Ahora dicen que la cosa estará mejor. ¿Mejor que qué? ¿Ser estado va a resolver el problema del tráfico, de la corrupción, de la ineficiencia burocrática? ¿Va a impedir que aquí se plante todo el que quiera para manifestarse y protestar? ¿Llamarle gobernador al jefe de Gobierno lo hará mejor gobernante? ¿Tener una Constitución propia hará que se respeten las leyes?
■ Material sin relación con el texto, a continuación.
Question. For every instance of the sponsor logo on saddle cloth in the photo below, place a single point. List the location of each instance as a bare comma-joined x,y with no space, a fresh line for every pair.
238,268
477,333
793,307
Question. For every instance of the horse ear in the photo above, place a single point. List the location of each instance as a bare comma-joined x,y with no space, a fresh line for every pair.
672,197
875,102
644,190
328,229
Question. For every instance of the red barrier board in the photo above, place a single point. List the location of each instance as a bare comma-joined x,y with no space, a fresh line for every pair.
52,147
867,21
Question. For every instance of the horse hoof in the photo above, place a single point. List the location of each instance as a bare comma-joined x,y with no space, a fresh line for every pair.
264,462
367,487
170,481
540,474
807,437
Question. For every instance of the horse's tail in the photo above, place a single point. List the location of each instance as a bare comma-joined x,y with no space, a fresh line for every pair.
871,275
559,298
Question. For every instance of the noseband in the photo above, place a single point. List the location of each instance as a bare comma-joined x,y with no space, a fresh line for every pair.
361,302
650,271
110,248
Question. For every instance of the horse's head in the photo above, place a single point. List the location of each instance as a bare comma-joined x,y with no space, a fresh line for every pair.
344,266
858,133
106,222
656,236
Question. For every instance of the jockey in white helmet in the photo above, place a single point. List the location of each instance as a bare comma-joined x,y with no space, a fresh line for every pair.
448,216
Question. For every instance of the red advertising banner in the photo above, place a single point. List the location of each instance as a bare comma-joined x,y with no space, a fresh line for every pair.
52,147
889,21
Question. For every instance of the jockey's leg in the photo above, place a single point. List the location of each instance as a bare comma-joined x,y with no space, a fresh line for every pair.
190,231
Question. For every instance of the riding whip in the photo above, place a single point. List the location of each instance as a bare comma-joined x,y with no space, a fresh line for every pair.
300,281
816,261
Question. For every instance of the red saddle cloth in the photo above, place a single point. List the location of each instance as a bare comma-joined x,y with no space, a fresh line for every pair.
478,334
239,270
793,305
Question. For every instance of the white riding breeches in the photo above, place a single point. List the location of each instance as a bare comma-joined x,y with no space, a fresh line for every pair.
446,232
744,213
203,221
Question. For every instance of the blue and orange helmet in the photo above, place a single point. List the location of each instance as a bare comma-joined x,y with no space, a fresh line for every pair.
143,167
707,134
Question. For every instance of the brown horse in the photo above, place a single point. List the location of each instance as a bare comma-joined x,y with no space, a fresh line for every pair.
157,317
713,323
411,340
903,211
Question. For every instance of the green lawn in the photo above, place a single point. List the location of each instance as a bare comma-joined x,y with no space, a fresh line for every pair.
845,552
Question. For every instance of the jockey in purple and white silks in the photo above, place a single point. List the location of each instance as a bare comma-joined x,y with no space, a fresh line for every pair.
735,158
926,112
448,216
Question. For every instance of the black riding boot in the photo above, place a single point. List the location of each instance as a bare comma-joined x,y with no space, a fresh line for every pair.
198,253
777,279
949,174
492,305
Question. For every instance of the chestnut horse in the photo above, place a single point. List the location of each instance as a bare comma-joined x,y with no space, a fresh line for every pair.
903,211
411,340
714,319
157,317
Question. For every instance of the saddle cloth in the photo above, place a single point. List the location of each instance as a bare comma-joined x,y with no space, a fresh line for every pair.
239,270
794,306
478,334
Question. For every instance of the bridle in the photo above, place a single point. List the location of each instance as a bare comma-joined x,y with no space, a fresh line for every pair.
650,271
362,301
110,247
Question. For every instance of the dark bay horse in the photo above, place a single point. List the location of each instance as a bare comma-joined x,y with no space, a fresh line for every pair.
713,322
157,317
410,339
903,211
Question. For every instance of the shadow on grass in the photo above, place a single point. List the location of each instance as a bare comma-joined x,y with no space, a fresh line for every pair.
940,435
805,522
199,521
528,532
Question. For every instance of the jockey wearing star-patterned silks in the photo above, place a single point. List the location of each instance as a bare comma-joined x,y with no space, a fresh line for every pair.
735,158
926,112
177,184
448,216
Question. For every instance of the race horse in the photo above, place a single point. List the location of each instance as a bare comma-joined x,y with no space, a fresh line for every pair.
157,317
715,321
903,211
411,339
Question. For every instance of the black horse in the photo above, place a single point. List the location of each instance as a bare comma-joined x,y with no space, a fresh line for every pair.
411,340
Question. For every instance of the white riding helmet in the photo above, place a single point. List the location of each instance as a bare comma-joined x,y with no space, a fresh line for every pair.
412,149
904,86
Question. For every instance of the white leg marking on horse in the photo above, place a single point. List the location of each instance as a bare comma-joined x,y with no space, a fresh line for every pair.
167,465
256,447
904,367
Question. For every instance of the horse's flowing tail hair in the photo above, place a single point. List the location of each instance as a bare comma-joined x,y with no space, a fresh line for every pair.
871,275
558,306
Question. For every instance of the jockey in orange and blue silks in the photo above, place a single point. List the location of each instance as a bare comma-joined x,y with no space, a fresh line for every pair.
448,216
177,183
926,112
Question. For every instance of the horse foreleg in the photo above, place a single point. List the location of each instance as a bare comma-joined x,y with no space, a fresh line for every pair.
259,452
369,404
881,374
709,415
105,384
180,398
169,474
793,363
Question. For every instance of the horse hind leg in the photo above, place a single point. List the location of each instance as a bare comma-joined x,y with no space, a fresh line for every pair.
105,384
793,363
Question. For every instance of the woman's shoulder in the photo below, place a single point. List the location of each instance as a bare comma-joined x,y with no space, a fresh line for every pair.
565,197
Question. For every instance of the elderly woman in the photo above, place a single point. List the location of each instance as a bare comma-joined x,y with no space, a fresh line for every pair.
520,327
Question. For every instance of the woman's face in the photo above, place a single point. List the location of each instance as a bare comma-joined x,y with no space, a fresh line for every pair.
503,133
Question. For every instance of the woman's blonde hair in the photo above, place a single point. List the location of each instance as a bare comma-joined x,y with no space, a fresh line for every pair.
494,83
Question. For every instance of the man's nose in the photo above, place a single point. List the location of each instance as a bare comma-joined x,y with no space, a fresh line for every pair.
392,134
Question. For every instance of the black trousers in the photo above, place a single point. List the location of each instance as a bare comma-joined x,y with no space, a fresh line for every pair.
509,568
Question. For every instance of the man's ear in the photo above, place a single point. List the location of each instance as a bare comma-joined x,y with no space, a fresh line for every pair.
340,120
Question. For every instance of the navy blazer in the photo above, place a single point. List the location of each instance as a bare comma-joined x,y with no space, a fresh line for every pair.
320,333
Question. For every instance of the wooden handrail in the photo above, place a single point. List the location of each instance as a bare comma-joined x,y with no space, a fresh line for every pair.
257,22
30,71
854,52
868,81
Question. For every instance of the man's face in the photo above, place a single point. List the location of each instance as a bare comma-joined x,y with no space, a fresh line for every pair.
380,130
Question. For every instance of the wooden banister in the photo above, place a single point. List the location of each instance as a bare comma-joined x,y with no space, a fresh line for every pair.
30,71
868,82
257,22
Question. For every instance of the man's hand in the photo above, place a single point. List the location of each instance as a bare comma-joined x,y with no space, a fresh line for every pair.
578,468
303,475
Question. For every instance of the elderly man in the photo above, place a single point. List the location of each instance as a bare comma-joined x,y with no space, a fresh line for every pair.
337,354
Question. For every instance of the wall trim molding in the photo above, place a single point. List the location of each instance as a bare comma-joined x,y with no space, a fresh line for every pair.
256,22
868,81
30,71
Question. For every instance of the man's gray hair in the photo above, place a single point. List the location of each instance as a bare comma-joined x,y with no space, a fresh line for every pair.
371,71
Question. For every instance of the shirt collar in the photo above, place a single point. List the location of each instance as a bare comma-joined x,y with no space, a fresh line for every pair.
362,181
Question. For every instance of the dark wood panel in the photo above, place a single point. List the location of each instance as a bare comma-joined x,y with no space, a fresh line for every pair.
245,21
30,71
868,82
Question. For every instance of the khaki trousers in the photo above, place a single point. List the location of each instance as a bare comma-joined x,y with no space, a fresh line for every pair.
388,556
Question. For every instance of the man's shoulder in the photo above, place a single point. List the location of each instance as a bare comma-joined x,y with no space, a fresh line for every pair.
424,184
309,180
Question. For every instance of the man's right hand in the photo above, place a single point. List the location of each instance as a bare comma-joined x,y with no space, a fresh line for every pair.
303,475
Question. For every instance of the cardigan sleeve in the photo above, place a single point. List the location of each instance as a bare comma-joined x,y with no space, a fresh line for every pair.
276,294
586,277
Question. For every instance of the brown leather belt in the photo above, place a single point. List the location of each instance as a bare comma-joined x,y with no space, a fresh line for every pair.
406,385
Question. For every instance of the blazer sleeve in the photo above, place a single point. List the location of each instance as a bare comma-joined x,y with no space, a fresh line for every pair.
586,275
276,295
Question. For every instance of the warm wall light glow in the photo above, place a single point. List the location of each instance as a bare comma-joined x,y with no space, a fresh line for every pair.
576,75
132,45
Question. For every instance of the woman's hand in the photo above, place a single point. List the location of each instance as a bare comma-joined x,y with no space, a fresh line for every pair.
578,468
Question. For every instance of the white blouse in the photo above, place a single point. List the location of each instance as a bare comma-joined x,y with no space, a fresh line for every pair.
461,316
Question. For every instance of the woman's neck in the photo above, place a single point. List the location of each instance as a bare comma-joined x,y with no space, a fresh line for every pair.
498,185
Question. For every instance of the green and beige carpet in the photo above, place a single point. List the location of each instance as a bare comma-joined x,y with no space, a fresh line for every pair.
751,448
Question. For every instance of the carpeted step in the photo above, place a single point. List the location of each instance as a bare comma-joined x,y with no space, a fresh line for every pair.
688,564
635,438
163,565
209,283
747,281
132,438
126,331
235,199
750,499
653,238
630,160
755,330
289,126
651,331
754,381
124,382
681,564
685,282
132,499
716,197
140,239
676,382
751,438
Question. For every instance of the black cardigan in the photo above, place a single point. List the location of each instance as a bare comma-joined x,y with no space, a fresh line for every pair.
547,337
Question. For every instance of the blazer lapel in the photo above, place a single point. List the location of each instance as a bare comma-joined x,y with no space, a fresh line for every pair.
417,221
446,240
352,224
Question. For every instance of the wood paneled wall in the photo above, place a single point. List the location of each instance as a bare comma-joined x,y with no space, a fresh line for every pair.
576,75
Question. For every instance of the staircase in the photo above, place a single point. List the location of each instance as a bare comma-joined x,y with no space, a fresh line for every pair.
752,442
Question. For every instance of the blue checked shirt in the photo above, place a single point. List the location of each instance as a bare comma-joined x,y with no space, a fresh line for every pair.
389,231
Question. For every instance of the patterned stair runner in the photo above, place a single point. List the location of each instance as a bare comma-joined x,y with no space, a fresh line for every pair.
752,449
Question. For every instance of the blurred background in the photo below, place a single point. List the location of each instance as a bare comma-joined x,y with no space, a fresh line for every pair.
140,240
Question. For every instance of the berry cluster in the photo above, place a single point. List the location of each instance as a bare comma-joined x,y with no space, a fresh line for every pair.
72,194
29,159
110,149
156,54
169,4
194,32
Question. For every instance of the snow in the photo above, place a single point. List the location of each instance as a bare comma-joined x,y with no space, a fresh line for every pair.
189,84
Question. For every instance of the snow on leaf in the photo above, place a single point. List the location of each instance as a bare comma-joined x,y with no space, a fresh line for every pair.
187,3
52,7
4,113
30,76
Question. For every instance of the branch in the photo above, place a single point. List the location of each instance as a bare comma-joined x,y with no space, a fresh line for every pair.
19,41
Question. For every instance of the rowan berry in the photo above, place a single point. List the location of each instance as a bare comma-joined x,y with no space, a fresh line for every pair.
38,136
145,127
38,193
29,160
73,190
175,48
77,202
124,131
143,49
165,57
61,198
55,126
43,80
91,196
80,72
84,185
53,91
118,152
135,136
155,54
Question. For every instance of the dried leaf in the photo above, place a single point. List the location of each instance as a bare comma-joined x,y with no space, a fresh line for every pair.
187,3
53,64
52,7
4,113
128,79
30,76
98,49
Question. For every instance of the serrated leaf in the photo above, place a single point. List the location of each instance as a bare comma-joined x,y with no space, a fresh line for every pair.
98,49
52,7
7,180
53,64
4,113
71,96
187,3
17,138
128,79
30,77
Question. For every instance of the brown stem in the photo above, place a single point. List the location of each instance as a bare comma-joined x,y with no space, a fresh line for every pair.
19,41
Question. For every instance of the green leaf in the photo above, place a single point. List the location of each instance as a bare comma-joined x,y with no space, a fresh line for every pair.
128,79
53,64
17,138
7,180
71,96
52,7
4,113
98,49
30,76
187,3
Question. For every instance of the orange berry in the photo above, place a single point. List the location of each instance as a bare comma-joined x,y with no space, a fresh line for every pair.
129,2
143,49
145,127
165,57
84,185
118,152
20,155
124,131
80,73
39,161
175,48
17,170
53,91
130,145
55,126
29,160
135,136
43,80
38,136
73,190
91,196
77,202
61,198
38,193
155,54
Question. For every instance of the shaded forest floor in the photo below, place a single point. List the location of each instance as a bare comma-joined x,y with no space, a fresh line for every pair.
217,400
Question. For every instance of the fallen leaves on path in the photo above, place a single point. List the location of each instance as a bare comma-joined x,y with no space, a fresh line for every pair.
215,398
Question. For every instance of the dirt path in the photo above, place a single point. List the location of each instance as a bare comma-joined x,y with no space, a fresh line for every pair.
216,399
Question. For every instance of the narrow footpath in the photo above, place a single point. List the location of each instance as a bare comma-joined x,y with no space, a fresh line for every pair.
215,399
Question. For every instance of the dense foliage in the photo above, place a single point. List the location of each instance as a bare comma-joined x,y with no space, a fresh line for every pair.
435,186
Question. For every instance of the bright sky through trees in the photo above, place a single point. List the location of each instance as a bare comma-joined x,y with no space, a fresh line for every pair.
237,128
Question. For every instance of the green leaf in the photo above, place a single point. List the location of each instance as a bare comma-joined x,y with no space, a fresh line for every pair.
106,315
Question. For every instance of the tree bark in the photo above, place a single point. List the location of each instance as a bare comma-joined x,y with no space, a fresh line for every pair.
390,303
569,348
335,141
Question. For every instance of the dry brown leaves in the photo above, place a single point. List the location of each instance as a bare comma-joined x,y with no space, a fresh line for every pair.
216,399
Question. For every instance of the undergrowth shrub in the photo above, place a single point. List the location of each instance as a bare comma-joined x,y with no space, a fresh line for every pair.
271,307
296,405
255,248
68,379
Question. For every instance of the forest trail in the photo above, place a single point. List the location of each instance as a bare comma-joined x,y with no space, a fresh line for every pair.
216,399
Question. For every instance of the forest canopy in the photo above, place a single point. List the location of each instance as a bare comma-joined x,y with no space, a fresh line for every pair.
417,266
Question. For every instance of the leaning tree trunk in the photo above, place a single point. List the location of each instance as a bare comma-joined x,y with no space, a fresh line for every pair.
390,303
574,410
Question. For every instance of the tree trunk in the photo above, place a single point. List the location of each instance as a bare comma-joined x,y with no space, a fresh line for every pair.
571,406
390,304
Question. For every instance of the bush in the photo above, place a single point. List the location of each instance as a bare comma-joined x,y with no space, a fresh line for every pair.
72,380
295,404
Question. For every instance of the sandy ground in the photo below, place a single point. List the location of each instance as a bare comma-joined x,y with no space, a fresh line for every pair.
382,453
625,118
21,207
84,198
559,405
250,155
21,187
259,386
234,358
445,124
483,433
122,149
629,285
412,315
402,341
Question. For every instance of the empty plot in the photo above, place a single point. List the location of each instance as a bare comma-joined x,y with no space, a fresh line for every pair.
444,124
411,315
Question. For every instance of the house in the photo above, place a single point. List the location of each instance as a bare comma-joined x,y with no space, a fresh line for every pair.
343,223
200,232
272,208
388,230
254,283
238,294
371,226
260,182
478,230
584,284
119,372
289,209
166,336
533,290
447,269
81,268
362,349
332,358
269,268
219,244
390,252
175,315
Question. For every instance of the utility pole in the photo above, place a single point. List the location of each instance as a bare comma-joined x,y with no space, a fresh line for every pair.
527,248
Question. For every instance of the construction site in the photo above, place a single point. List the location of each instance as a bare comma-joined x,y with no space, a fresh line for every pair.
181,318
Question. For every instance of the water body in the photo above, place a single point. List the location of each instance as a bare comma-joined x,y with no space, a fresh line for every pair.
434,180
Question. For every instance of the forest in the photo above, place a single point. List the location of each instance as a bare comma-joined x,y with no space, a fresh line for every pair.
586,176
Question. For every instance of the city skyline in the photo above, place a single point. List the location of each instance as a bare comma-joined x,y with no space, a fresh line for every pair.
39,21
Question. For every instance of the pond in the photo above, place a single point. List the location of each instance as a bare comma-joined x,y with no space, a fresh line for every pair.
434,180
Pobre de mí que no creo en nada de eso que me prometen los entusiastas. Y encima se me generan demasiadas dudas: los estados le dan dinero a la Federación porque recaudan impuestos y porque tienen algo que nos pertenece a todos, por ejemplo el petróleo, los puertos, las presas. Pero la capital es un gran productor de otras cosas, por ejemplo de ideas, libros, arte. ¿Cómo se va a medir esto en términos económicos? ¿Le va a entregar a la Federación lo que recibe por impuestos para que luego se lo devuelvan, en cantidad siempre menor, como presupuesto estatal? ¿Qué ganamos con esto?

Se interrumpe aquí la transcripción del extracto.